Scholar’s chance match leads to stats breakthrough, mentorship


Years of study and research have brought scholar Keona J. Wynne (Cohort 2020), who goes by the nickname “KJ,” to the precipice of her PhD, which she’ll receive in May. But her professional career has been shaped most profoundly by a mentoring relationship that started just a few months back.

In January, KJ, who is studying population health sciences at Harvard University, applied for and received a Health Policy Research Scholars Biostatistical Consulting Award. The award provides scholars with dedicated consulting time for biostatistics support from the Johns Hopkins Biostatistics Center (JHBC), housed at the Bloomberg School of Public Health where the HPRS National Program Center resides.

KJ had been working on a paper on how the likelihood of being abused is affected by growing up in a previously redlined neighborhood or living in a neighborhood currently marked as low opportunity for social mobility. She was diving deep into complex statistics involving national data on abuse, both child abuse and intimate partner violence. For KJ, a trauma survivor in her own life and across generations—she grew up in Huntsville, Texas, on land procured through sharecropping—the work is personal.

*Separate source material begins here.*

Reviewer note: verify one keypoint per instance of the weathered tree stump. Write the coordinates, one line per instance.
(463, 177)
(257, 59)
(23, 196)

It’s also collective. KJ believes the values and conditions that enable people to thrive and be healthy rest within communities. So when she started on the statistical modeling needed to find those community threads, she applied for the award, knowing she could use the support on something complex that she was doing for the first time.

“There are going to be mistakes I’m going to make in the coding,” KJ recalled thinking, “so how can I work with someone who will help me know where those mistakes are … and formulate a plan as opposed to getting stuck and crying?”

Enter Carol Thompson, an associate scientist at JHBC since 2007 and the consultant assigned to work with KJ. Carol helped KJ polish a crucial paper, build her research confidence, and launch into a career in statistics she hadn’t considered before. Together, Carol and KJ scoped out the project, reviewed KJ’s research proposal, and had candid conversations about what was feasible. KJ says Carol never dissuaded her from doing a certain type of analysis but was always candid about what it would entail and kept her on track to graduate on time.

This was no small feat. Before they could begin working together, KJ, who uses the R statistical computing language program, had to learn another program called Stata—and learn it within three months—since that’s what Carol knows and uses. KJ also had to coordinate working with a restricted data set that only she was allowed to access. “She was dogged in finding out what she needed, how to get it, and how to do it,” Carol says.

At the start of their relationship, KJ says voices of former instructors who made her feel that she wasn’t good enough filled her mind. “I think the thing I actually felt the most stuck on was feeling not confident that I was a good enough statistician or good enough with the statistical techniques,” she explains.

Carol soon morphed from consultant to mentor. She helped KJ learn how to revise research questions, develop a statistical analysis plan, make sure the analysis plan matched her research questions, and manage and code her data. “There is always a balance of how you coach somebody,” Carol says. “You can show them part of the way and see if they can take it upon themselves to figure out the next steps and/or fill in the missing gaps. She was good about the latter.”

KJ’s doubt began to dissipate. “I just realized that having questions isn’t a sign of incompetence; it’s a sign of being thorough,” she says.

KJ says Carol also taught her about research leadership and how she can invest in the care of colleagues to create an environment where they feel comfortable voicing their feelings, concerns, and boundaries.

As a result, KJ’s confidence has swiveled 180 degrees—so much so that she recently applied for a job predominantly focused on statistical analysis. It was a job she says she would never have applied for if she hadn’t worked with Carol.

“I was nervous to tell her because I thought she would tell me I was out of my depth,” KJ says, “but she actually got very excited. She said, ‘You should do it, and you’re going to be great.’”

“It has been incredible working with her,” KJ continues. “She is really invested in me— personally and professionally—around something I was very insecure about, and I really appreciate it. Not only can I do it, but I also like it, and I’m good at it.”